As Grace grows up, and more bad things happen to her, she continues to collect more and more things, which leads to her eventually becoming a hoarder. Memoir of a Snail uses the enormity of Grace’s belongings as a representation of her mental state. Her snail-y themed collection is her bubble wrap, a comfort from the harsh reality beyond her home. Each piece of Grace’s collection is individually hand designed, and theres a lot of it. The scale of the production design is beyond impressive, and its hard to understand how the team managed to pull it off.
At the beginning of the London Film Festival showing Adam Elliot came out to introduce the film. He wanted us to know that the Memoir of a Snail was completely, what he called, “in camera”. This means that there is absolutely zero computer generated graphics. Everything we see on screen is hand made, and clearly with love. This handmade feel adds to the charm on show. Having stop-motion animated studios be at the cutting edge of the form is a beautiful thing, but we can forget that stop-motion is just a bunch of people lovingly crafting a tale with nothing but clay and a camera. Memoir of a Snail reignites this classical love of stop-motion, with its rough but beautiful aesthetic.

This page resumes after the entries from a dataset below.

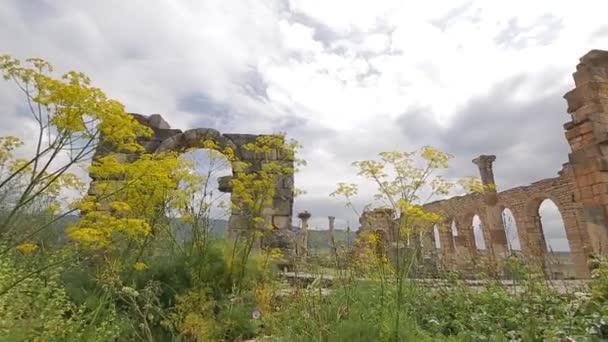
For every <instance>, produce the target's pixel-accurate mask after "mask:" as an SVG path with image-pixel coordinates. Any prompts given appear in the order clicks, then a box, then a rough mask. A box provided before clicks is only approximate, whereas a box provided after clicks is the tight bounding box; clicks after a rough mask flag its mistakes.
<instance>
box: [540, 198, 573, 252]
mask: <svg viewBox="0 0 608 342" xmlns="http://www.w3.org/2000/svg"><path fill="white" fill-rule="evenodd" d="M538 214H539V216H540V220H541V226H542V231H543V236H544V238H545V244H546V246H547V251H548V252H550V253H551V252H564V253H570V245H569V243H568V237H567V236H566V227H565V225H564V221H563V220H562V215H561V214H560V212H559V209H558V207H557V205H555V203H554V202H553V201H552V200H550V199H545V200H544V201H543V202H542V203H541V204H540V206H539V207H538Z"/></svg>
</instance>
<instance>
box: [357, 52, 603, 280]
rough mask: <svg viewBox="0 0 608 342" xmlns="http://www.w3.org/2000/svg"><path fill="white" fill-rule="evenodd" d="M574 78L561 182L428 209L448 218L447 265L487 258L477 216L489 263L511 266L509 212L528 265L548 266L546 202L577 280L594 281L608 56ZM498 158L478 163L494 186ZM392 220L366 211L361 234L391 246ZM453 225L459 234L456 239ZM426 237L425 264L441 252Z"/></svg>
mask: <svg viewBox="0 0 608 342" xmlns="http://www.w3.org/2000/svg"><path fill="white" fill-rule="evenodd" d="M573 77H574V83H575V88H574V89H573V90H571V91H569V92H568V93H566V94H565V95H564V98H565V99H566V101H567V104H568V107H567V111H568V113H569V114H570V115H571V121H569V122H567V123H566V124H564V129H565V131H566V132H565V136H566V139H567V140H568V143H569V144H570V148H571V150H572V152H571V153H569V154H568V162H567V163H565V164H563V166H562V169H561V170H560V171H559V172H558V176H557V177H555V178H548V179H543V180H540V181H537V182H534V183H532V184H530V185H527V186H521V187H517V188H513V189H509V190H505V191H500V192H497V191H496V190H490V191H486V192H484V193H483V194H470V195H466V196H459V197H453V198H449V199H445V200H440V201H436V202H432V203H428V204H426V205H424V210H425V211H428V212H436V213H440V214H442V216H443V217H445V218H446V219H445V222H444V223H443V224H442V226H443V227H441V228H442V229H439V241H440V246H441V247H440V250H439V259H440V263H441V264H443V265H446V266H447V267H458V266H459V265H461V264H466V261H473V262H475V259H478V258H479V257H480V255H479V253H477V250H476V246H475V237H474V234H473V223H472V221H473V217H474V216H475V215H477V216H478V217H479V219H480V221H481V223H482V226H483V227H484V232H483V233H484V234H483V235H484V240H485V244H486V251H487V252H486V253H487V254H488V255H487V257H488V258H490V259H492V260H494V261H495V262H498V263H499V262H500V261H502V260H504V258H505V256H506V255H507V253H508V246H507V238H506V234H505V230H504V228H503V227H504V223H503V219H502V212H503V210H504V209H505V208H508V209H510V211H511V213H512V214H513V218H514V220H515V224H516V226H517V235H518V237H519V240H520V244H521V249H522V250H521V253H522V254H523V256H524V257H525V259H526V260H537V261H538V260H541V263H542V264H543V265H544V262H545V257H546V256H547V254H548V251H547V248H546V244H545V238H544V234H543V227H542V224H541V220H540V215H539V206H540V204H541V203H542V202H543V201H544V200H545V199H550V200H551V201H553V202H554V203H555V205H556V206H557V208H558V209H559V212H560V214H561V217H562V220H563V222H564V226H565V231H566V237H567V239H568V243H569V246H570V255H571V258H572V260H573V263H574V269H575V272H576V275H577V277H579V278H588V277H589V276H590V270H589V266H588V263H587V261H588V257H589V256H591V255H604V256H605V255H608V51H602V50H592V51H590V52H589V53H587V54H586V55H585V56H583V57H582V58H580V63H579V64H578V65H577V67H576V72H575V73H574V74H573ZM495 159H496V157H495V156H492V155H482V156H479V157H478V158H476V159H474V160H473V163H474V164H476V165H477V167H478V169H479V173H480V176H481V180H482V182H483V183H484V184H494V173H493V170H492V163H493V162H494V161H495ZM392 217H393V213H391V212H386V210H385V209H376V210H373V211H369V212H366V213H365V214H364V215H363V216H362V217H361V220H360V222H361V228H360V230H359V232H364V231H370V230H372V231H375V232H378V233H381V234H380V236H381V238H382V239H383V240H386V241H387V244H389V245H390V244H391V239H392V237H391V236H390V231H391V230H390V229H389V228H388V227H390V226H391V220H392ZM453 222H454V223H455V225H456V231H457V234H454V232H452V224H453ZM427 231H428V233H425V234H423V235H422V236H418V237H416V239H415V241H416V243H417V244H418V245H419V247H420V249H421V251H422V255H423V258H424V256H429V255H432V254H433V253H435V252H436V247H435V241H434V240H435V236H434V232H433V230H432V229H429V230H427ZM543 267H544V266H543Z"/></svg>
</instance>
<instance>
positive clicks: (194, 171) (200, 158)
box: [170, 149, 232, 241]
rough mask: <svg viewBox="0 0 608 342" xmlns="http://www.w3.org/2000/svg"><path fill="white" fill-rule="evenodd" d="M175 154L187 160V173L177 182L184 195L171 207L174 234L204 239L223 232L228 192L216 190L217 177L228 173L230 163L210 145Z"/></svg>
mask: <svg viewBox="0 0 608 342" xmlns="http://www.w3.org/2000/svg"><path fill="white" fill-rule="evenodd" d="M179 158H180V159H182V160H184V161H185V162H186V163H188V165H189V168H190V171H191V176H190V177H188V178H187V179H185V180H184V181H182V182H181V183H180V185H179V188H180V189H181V190H183V193H184V195H186V196H187V197H188V198H183V199H182V203H180V205H179V206H178V207H177V208H175V217H174V218H173V219H172V220H171V222H170V223H171V226H172V229H173V231H174V232H175V233H176V237H177V238H178V239H179V240H182V241H190V240H192V241H208V239H210V238H212V237H222V236H226V234H227V232H228V220H229V218H230V215H231V200H230V193H229V192H222V191H220V190H219V183H220V182H219V180H220V179H221V178H222V177H225V176H231V175H232V167H231V163H230V162H229V161H228V159H227V158H226V157H225V156H224V155H223V154H221V153H219V152H217V151H215V150H210V149H191V150H188V151H186V152H184V153H182V154H181V155H180V157H179Z"/></svg>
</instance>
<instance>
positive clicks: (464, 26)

The final moments of this are quietly disarming. An emotional crescendo that will leave you with wells of tears in your eyes. Arguably, up until this point, Memoir of a Snail is a bit cynical and sad. Is the moment a bit too sentimental and squishy? Probably, but we’ve spent the runtime falling in love with Grace as a character so the fact she gets a true win is nothing short of spectacular.
In the credits of the film there is a line that reads “This film was made by human beings”. Although Adam Elliot suggest it’s in reference to the fact that no CGI was used, it can’t help but feel like a jab towards the ongoing conversation around the use of AI in filmmaking. Memoir of a Snail is an entire manifesto against it, because it represents everything that AI rejects. AI could never make something like this in a million years. It’s brushed with hundreds of hours of human brilliance. Not something that can simply be produced by a putting a prompt into a text box.